Many police vehicles have computers now known as mobile data terminals (MDTs). These laptop sized computers permit the officer to perform rapid searches of law enforcement databases. In addition to information concerning active criminal and traffic warrants, the MDT also provides basic information about motorists. By typing in the license plate number, the MDT provides information concerning vehicle registration and whether the owner of the vehicle is legally licensed to drive in New Jersey.
The question arises whether a MDT report of a problem with the vehicle registration or the owner’s driver’s license constitutes a sufficient legal justification to effect a motor vehicle stop. The New Jersey Supreme Court answered this question in State v.
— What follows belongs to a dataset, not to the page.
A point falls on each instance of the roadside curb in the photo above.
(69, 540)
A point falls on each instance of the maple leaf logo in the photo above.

Donis, 157 N.J. 44 (1998). The court held that motorists have no expectation of privacy in their license plates or associated numbers. The plates are always located on the outside of the vehicle and must be easily viewable. On the other hand, there is an expectation of privacy with regard to information associated with the license plate number. Data such as the home address, social security number, and name of the owner of the vehicle are protected by both state and federal law.
In order to balance these competing interests, the New Jersey Supreme Court in Donis created a two step process to be performed by law enforcement. Police are permitted to randomly enter license plates numbers into the MDT. The system will report back basic information regarding the registration status of the vehicle, the driver’s license status of the owner, and whether the vehicle has been reported lost or stolen. Other personal information about the owner may not be displayed in the first step. If the data received during the first step warrants further investigation (because the vehicle is not registered or the owner’s license is suspended), the police are permitted to access personal information through the MDT. This may include the owner’s name and address, social security number, and criminal record. The Supreme Court has ordered that when the police do not receive evidence of problems with the vehicle or the driver, they may not proceed to step two and access personal information.